Forging the Rebirth of 2 Hudson Valley Towns
Entrepreneur Michael Bruno is utilizing his vision to revive what time forgot.
Photograph by Jill Swirlbul
Michael Bruno in front of a sloping 19th-century barn with a stamped metal roof. Its sole function is charm.
Driving north on New York State Route 17, at the western tip of Rockland County, the village of Sloatsburg announces itself with a row of sad, flaking farmhouses, some vacant, some with front porches serving double duty as storage units. The busy two-lane highway bullies its way through the center of the community, depriving it of a quaint Hudson Valley center, or any center at all. I visited twice on beautiful late spring days and saw little pedestrian traffic, but much truck traffic.
In a previous century, Sloatsburg was known for its lumber business and the Ramapo Piece and Dye Works, which manufactured textiles for the ladies’ garment trade. In the spring of 1955, a wind-whipped blaze consumed the sprawling complex, requiring more than 400 area firefighters to put it down. At the same time, commercial timber was thinning out. Things in Sloatsburg started to go south.
For decades, the Orange Turnpike (also called Route 17) was one of the only major roads leading to upstate New York, and it brought thousands of motorists a month to its flourishing center, which was bustling with inns, restaurants, bars, general stores, service stations, and more.
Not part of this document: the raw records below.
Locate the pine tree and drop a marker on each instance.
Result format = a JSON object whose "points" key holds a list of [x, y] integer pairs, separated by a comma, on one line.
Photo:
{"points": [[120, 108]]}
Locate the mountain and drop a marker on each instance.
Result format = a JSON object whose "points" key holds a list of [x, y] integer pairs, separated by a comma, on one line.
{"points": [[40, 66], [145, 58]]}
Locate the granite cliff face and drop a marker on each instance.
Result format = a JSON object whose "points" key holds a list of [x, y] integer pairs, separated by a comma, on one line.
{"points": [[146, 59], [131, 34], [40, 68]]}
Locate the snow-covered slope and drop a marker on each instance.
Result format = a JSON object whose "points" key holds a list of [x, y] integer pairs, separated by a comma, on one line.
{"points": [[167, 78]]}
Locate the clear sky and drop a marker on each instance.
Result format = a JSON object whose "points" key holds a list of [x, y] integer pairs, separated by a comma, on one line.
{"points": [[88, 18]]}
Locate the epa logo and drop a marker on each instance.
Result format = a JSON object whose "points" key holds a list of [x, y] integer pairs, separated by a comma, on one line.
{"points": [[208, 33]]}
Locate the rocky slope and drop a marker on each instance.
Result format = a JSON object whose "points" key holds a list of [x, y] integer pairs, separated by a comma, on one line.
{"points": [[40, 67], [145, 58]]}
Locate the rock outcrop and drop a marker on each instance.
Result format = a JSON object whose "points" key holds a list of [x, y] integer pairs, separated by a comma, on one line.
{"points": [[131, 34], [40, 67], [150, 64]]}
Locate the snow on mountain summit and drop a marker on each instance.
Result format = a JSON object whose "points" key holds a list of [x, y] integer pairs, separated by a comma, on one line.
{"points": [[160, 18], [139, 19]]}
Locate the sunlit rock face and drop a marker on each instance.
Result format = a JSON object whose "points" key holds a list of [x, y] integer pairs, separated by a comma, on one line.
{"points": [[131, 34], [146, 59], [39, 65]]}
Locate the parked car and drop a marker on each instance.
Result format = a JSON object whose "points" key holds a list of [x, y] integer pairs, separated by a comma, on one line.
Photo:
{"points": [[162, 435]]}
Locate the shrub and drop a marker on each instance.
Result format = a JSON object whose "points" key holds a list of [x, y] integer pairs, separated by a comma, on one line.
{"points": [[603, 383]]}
That spigot began to taper with the roll-out, later in the decade, of the New York State Thruway and the Palisades Interstate Parkway. Since then, to go to Sloatsburg you have to want to go to Sloatsburg.
Even so, the region holds numerous non-commercial attractions, particularly for those who revel in the outdoors. The village of a little more than 3,000 residents is ringed by thousands of acres of parks, including Sterling Forest and Harriman State Park, each with campgrounds, swimming, boating, and 200 miles of hiking trails. To the west, the Appalachian Trail treks south along the shores of Greenwood Lake.
Following 9/11, dozens of police and firefighters made Sloatsburg their psychological and residential refuge. Real estate was cheap, and the near 38-mile commute to the city was manageable, particularly if you worked off-hours. Many of them remain, and have raised families here. Every Friday, a dozen or more get together at the popular, TV-festooned Rhodes North Tavern on the south end of town. Adorning the walls are framed photographs of their lost comrades.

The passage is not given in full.